Subdivides a given dataset into smaller chunks.

This also adds a field called ‘index’ (DataKeys.index) to the data struct in order to relate the data to the source index.

Example: Given a dataset (ds) that outputs tensors of the shape (10, 3): sub_ds = SubdividingIterableDataset(ds, n_samples_per_batch = 5)

next(iter(sub_ds))[‘key’].shape >> torch.Size([5, 3])

next(DataLoader(sub_ds, batch_size = 4))[‘key’].shape >> torch.size([4,5,3])

Assuming the dataset returns two entries with shape (10,3): [e[‘index’].item() for e in sub_ds] >> [0,0,1,1]

Creates a new Dataset.

Parameters:
  • dataset (Dataset) – The dataset which should be subdivided.

  • n_samples_per_batch (int) – How many samples each batch should contain. The first dimension of dataset[0].shape must be divisible by this number.

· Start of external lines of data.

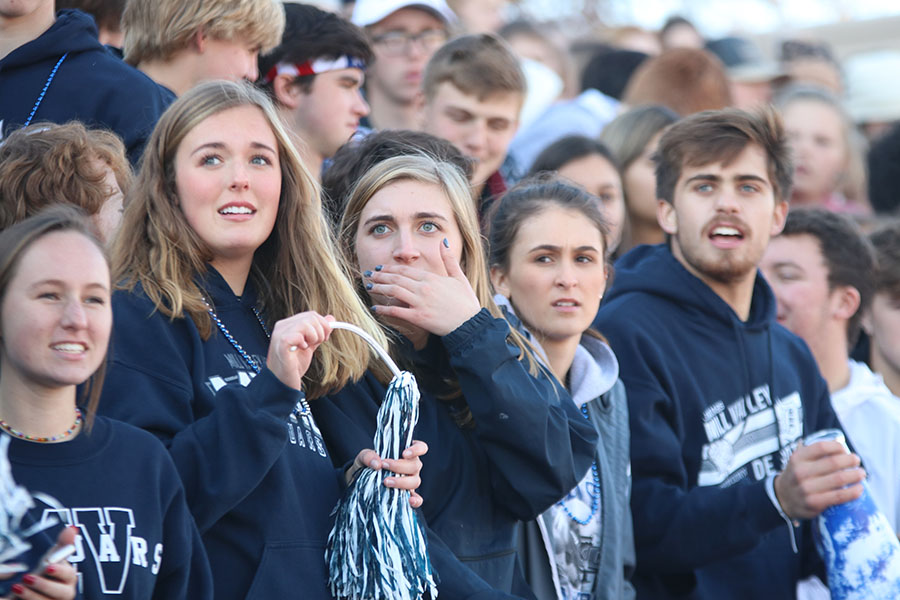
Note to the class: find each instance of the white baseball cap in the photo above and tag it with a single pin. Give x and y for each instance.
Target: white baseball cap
(873, 90)
(369, 12)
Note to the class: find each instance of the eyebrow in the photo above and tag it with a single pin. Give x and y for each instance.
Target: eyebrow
(221, 146)
(417, 216)
(552, 248)
(61, 283)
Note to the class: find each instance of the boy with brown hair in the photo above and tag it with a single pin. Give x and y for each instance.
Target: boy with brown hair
(474, 89)
(720, 395)
(881, 321)
(179, 43)
(314, 77)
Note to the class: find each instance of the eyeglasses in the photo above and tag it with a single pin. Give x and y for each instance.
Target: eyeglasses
(397, 43)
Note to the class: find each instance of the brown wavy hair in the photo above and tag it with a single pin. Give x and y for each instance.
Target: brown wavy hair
(450, 179)
(45, 164)
(296, 269)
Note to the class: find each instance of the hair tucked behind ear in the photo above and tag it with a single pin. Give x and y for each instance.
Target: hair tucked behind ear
(296, 269)
(429, 170)
(17, 239)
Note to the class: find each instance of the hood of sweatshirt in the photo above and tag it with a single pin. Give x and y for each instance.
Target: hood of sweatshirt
(654, 270)
(72, 32)
(594, 369)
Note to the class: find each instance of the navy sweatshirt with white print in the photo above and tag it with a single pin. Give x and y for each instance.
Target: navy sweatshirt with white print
(117, 485)
(258, 478)
(717, 405)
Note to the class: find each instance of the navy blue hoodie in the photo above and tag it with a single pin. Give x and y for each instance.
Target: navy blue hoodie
(716, 405)
(117, 484)
(529, 446)
(258, 479)
(91, 85)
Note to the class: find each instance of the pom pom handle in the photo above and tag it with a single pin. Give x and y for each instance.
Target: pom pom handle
(381, 352)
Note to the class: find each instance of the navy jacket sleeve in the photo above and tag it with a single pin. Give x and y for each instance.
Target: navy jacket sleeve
(221, 455)
(529, 427)
(677, 527)
(184, 572)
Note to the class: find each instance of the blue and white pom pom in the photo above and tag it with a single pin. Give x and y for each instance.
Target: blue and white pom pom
(377, 548)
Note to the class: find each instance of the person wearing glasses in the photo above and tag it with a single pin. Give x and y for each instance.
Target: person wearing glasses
(404, 35)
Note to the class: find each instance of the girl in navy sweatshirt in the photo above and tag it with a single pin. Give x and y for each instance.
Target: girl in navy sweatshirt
(224, 267)
(506, 440)
(112, 483)
(548, 260)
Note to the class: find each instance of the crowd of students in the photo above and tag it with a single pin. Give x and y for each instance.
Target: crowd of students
(185, 212)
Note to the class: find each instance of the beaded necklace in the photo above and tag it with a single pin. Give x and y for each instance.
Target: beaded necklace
(41, 439)
(251, 362)
(595, 490)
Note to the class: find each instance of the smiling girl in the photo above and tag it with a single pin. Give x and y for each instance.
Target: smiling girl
(507, 441)
(115, 484)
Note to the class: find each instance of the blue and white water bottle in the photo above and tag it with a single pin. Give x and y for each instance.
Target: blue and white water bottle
(860, 550)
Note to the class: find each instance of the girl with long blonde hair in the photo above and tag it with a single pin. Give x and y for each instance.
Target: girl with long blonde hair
(506, 441)
(225, 268)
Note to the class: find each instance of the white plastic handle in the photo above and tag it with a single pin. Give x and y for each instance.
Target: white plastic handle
(375, 345)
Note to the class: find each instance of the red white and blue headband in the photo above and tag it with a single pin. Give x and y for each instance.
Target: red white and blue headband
(314, 67)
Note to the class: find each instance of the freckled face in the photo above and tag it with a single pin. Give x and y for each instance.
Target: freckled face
(55, 318)
(556, 273)
(723, 216)
(404, 223)
(228, 178)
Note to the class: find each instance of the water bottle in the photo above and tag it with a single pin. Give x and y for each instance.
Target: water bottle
(860, 550)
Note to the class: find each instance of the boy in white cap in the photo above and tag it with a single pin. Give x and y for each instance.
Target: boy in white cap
(404, 35)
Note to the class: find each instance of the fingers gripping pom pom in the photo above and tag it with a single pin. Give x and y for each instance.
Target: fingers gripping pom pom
(377, 548)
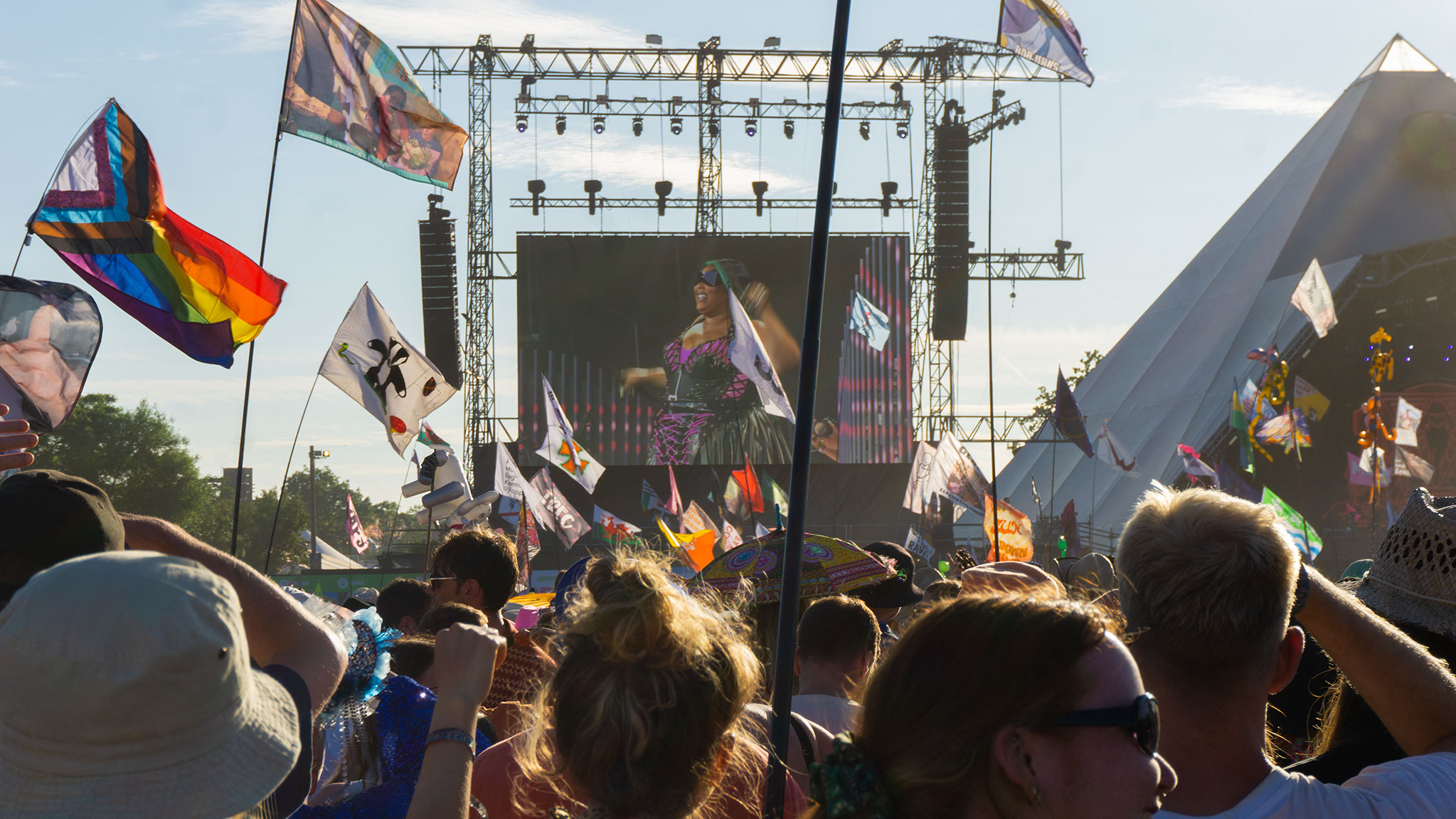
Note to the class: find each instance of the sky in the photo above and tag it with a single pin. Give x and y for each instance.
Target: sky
(1193, 105)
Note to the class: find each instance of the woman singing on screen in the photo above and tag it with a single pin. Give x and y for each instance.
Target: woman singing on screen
(711, 411)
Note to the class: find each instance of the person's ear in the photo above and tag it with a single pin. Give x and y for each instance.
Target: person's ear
(1286, 665)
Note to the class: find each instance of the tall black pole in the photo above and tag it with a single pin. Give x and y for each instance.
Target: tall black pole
(262, 250)
(802, 428)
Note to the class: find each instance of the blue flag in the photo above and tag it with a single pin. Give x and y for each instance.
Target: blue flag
(1068, 418)
(1043, 33)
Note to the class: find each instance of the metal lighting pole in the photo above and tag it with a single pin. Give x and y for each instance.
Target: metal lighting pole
(314, 502)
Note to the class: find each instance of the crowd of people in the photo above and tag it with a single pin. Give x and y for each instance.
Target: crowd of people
(147, 674)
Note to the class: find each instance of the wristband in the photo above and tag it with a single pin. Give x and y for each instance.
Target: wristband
(1300, 591)
(452, 735)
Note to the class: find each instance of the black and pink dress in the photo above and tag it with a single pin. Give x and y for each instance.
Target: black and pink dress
(713, 413)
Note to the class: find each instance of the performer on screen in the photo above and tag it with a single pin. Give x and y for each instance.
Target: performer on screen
(711, 411)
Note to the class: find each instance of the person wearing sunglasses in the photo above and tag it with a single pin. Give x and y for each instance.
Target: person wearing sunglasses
(711, 411)
(1006, 704)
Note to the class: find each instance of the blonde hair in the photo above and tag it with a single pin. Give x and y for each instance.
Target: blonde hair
(1206, 585)
(645, 712)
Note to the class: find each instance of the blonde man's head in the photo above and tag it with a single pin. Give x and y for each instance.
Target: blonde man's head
(1206, 586)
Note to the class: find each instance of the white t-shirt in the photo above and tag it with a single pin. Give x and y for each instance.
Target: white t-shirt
(834, 713)
(1404, 789)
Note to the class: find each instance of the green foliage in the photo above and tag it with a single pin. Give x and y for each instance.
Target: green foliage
(1047, 398)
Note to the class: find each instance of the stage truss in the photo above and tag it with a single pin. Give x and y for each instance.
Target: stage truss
(708, 66)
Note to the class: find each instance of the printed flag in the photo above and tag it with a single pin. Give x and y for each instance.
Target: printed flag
(1411, 465)
(373, 363)
(107, 218)
(870, 321)
(918, 545)
(1314, 299)
(1314, 403)
(1111, 450)
(48, 337)
(1008, 532)
(955, 475)
(610, 528)
(510, 482)
(746, 352)
(347, 89)
(1407, 420)
(674, 502)
(556, 513)
(1240, 423)
(430, 439)
(1043, 33)
(694, 549)
(918, 487)
(353, 525)
(1299, 529)
(1068, 418)
(560, 448)
(1194, 467)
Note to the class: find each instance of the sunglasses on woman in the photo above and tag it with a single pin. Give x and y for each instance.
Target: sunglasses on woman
(1140, 717)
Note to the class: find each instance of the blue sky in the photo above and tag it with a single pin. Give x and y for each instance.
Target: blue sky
(1193, 107)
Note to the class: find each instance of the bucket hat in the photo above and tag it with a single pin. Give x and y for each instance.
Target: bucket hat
(126, 689)
(1413, 574)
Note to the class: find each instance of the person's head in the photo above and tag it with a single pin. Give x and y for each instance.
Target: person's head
(893, 593)
(446, 615)
(1206, 585)
(838, 638)
(475, 567)
(645, 712)
(402, 603)
(989, 706)
(126, 689)
(48, 518)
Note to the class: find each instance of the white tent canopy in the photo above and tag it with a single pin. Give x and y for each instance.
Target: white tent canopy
(1340, 194)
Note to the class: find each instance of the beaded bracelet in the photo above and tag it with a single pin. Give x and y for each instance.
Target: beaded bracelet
(452, 735)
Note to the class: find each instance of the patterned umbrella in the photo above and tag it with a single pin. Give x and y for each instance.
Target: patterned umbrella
(830, 567)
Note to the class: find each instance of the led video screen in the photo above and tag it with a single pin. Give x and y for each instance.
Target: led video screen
(635, 337)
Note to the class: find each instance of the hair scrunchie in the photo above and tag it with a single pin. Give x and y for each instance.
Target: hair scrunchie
(848, 786)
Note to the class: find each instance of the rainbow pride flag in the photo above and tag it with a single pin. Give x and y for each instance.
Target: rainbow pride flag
(105, 216)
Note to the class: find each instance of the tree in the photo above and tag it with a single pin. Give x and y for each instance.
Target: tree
(136, 455)
(1047, 398)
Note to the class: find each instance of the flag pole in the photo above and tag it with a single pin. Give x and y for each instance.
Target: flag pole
(773, 789)
(262, 250)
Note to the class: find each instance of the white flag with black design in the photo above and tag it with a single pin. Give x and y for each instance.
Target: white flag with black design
(381, 369)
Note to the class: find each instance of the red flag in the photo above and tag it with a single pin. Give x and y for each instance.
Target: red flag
(749, 482)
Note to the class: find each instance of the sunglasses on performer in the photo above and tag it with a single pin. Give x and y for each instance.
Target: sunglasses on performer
(1140, 717)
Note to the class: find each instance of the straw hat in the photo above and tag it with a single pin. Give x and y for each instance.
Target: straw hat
(1413, 574)
(126, 691)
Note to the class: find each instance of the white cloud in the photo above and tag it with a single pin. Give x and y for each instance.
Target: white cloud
(264, 25)
(1225, 94)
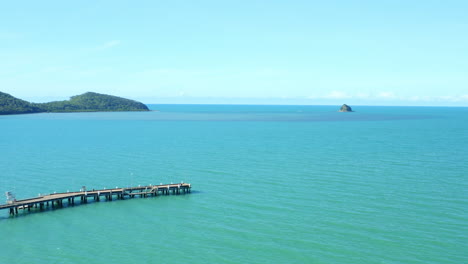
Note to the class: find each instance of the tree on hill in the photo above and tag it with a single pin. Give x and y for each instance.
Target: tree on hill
(88, 102)
(12, 105)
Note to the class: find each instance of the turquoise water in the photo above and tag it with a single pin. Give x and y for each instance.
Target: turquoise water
(271, 184)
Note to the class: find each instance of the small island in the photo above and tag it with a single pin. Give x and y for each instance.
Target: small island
(87, 102)
(346, 108)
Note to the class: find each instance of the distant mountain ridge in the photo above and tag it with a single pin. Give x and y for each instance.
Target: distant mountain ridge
(87, 102)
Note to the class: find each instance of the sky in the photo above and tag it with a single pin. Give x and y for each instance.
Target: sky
(385, 52)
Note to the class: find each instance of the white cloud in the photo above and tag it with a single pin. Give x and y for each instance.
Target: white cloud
(337, 95)
(108, 44)
(386, 95)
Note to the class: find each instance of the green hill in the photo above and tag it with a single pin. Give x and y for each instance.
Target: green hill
(88, 102)
(12, 105)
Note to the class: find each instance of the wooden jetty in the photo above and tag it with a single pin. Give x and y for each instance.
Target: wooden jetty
(56, 199)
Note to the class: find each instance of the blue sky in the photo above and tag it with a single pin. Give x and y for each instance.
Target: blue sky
(267, 52)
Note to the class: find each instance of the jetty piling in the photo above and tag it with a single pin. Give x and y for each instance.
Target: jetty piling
(56, 199)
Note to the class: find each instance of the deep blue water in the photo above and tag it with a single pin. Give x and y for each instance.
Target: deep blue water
(271, 184)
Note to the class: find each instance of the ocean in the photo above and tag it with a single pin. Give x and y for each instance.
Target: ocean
(270, 184)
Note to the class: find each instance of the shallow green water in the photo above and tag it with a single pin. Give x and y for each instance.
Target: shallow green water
(271, 184)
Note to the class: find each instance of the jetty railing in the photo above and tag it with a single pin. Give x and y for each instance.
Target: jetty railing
(56, 199)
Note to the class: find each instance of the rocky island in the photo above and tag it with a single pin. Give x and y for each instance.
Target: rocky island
(346, 108)
(87, 102)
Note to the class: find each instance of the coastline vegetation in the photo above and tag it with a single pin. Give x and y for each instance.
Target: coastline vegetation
(87, 102)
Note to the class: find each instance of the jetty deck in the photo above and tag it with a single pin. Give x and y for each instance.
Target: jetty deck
(57, 199)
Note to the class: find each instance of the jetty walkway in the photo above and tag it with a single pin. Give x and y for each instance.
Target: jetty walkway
(57, 199)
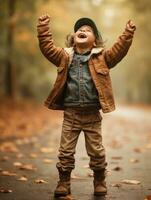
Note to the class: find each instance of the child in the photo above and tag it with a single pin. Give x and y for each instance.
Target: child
(82, 88)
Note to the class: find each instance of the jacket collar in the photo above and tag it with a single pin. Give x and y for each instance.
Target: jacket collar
(70, 52)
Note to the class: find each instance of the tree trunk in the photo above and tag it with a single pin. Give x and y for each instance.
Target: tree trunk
(10, 67)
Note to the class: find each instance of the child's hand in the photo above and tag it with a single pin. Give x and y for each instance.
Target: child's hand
(130, 26)
(44, 19)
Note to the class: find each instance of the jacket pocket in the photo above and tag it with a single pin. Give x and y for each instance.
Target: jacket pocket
(59, 69)
(101, 70)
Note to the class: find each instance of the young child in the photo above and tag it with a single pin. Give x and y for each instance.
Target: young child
(82, 88)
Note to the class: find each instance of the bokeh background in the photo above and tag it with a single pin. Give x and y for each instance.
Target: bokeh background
(30, 133)
(25, 73)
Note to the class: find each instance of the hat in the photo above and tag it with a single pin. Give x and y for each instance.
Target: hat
(86, 21)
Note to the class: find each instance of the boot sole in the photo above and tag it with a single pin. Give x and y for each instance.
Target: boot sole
(58, 194)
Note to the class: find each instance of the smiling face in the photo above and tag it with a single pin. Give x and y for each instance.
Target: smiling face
(84, 37)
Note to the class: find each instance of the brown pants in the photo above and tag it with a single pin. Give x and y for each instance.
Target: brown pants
(75, 121)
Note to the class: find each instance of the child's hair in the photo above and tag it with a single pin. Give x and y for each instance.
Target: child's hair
(70, 41)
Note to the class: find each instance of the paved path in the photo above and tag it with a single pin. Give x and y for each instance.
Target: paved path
(127, 138)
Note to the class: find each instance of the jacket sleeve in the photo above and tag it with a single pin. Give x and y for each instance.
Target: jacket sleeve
(120, 48)
(49, 50)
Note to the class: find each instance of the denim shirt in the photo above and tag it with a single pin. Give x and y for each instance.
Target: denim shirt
(80, 90)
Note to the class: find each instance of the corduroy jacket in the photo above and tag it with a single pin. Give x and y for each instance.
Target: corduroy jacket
(100, 63)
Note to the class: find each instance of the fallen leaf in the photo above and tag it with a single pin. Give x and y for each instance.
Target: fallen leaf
(137, 150)
(47, 161)
(133, 182)
(22, 178)
(4, 158)
(20, 155)
(33, 155)
(47, 150)
(73, 176)
(68, 197)
(8, 147)
(117, 157)
(86, 166)
(133, 160)
(7, 173)
(117, 168)
(148, 146)
(148, 197)
(40, 181)
(4, 190)
(118, 185)
(84, 158)
(17, 164)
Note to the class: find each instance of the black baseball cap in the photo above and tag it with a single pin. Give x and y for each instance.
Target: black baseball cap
(86, 21)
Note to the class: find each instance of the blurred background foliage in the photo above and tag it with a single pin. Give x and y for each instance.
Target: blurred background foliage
(25, 73)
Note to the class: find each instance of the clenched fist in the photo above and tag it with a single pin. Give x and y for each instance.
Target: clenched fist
(44, 19)
(130, 26)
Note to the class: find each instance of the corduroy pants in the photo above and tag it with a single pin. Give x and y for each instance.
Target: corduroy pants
(75, 121)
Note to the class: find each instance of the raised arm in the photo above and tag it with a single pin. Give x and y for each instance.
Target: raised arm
(50, 51)
(121, 47)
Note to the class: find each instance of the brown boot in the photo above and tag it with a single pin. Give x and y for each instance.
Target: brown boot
(100, 188)
(63, 187)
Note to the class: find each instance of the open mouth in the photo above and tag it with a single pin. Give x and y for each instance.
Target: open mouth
(82, 35)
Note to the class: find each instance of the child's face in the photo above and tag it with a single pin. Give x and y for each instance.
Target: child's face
(84, 37)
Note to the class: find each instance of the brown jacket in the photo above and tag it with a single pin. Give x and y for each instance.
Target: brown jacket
(100, 63)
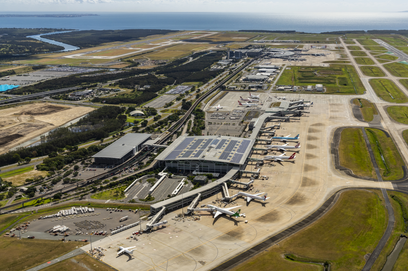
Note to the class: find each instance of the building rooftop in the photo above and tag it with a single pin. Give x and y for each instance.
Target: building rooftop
(122, 146)
(225, 149)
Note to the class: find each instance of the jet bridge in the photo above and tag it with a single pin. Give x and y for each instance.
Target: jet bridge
(155, 219)
(193, 204)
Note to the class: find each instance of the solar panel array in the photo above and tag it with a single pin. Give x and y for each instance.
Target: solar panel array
(228, 150)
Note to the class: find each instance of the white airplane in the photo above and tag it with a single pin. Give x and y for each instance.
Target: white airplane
(279, 158)
(253, 96)
(283, 147)
(218, 107)
(250, 197)
(249, 99)
(247, 104)
(219, 211)
(127, 250)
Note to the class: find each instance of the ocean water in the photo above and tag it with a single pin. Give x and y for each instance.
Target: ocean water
(305, 22)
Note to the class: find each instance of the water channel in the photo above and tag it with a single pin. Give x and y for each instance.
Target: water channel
(67, 47)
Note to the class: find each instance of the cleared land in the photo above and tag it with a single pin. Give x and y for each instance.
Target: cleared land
(397, 69)
(388, 91)
(358, 53)
(21, 123)
(398, 113)
(372, 71)
(383, 147)
(353, 153)
(358, 48)
(82, 262)
(367, 109)
(27, 253)
(386, 56)
(343, 246)
(338, 79)
(364, 61)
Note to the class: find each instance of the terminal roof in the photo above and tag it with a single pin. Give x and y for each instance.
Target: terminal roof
(225, 149)
(122, 146)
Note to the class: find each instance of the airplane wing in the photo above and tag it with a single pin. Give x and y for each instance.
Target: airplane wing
(217, 214)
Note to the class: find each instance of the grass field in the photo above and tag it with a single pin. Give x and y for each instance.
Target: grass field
(358, 48)
(372, 71)
(353, 153)
(387, 56)
(340, 237)
(398, 113)
(112, 194)
(338, 79)
(358, 53)
(16, 172)
(364, 61)
(397, 69)
(404, 82)
(27, 253)
(388, 91)
(391, 167)
(367, 42)
(367, 109)
(82, 262)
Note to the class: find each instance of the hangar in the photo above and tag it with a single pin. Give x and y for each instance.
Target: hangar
(122, 149)
(208, 154)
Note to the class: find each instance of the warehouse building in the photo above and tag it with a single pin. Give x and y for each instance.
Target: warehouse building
(122, 149)
(208, 154)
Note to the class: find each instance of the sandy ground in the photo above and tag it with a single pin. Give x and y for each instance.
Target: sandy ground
(22, 123)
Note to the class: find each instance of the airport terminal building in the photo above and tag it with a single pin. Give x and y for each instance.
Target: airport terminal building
(122, 149)
(206, 154)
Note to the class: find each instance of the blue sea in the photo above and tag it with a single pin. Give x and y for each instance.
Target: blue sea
(302, 22)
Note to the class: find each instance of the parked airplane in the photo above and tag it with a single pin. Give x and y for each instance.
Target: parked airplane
(253, 96)
(219, 211)
(279, 158)
(249, 99)
(250, 197)
(127, 250)
(247, 104)
(218, 107)
(286, 138)
(283, 147)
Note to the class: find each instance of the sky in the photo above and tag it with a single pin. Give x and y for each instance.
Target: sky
(268, 6)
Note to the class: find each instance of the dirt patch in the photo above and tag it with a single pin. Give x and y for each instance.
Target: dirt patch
(270, 217)
(313, 130)
(6, 139)
(308, 168)
(310, 156)
(312, 138)
(311, 146)
(317, 124)
(43, 110)
(297, 199)
(307, 182)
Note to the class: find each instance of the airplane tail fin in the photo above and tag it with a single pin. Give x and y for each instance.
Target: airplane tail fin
(297, 146)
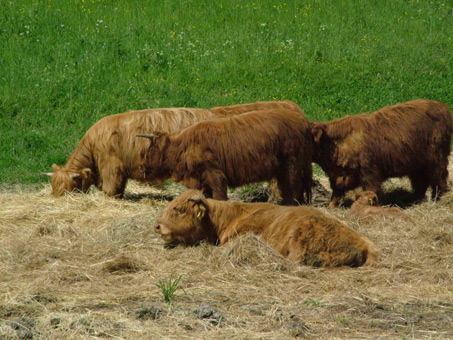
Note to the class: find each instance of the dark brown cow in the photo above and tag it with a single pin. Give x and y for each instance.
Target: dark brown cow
(108, 154)
(366, 205)
(232, 151)
(302, 234)
(408, 139)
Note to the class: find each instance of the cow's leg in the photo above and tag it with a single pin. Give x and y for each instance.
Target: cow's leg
(114, 185)
(419, 183)
(216, 181)
(335, 199)
(289, 182)
(438, 182)
(113, 181)
(274, 195)
(337, 192)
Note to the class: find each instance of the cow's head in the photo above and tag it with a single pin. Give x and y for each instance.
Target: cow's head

  • preprocess_fn (Callable[[list[DictData]], list[DictData]) – Preprocessing function. Defaults to identity.

__getitem__(index)[source]

Indexing is not supported for IterableDatasets.

Return type:

Dict[str, Any]

__iter__()[source]

Iterates over the dataset, supporting distributed sampling.

Return type:

Iterator[Dict[str, Any]]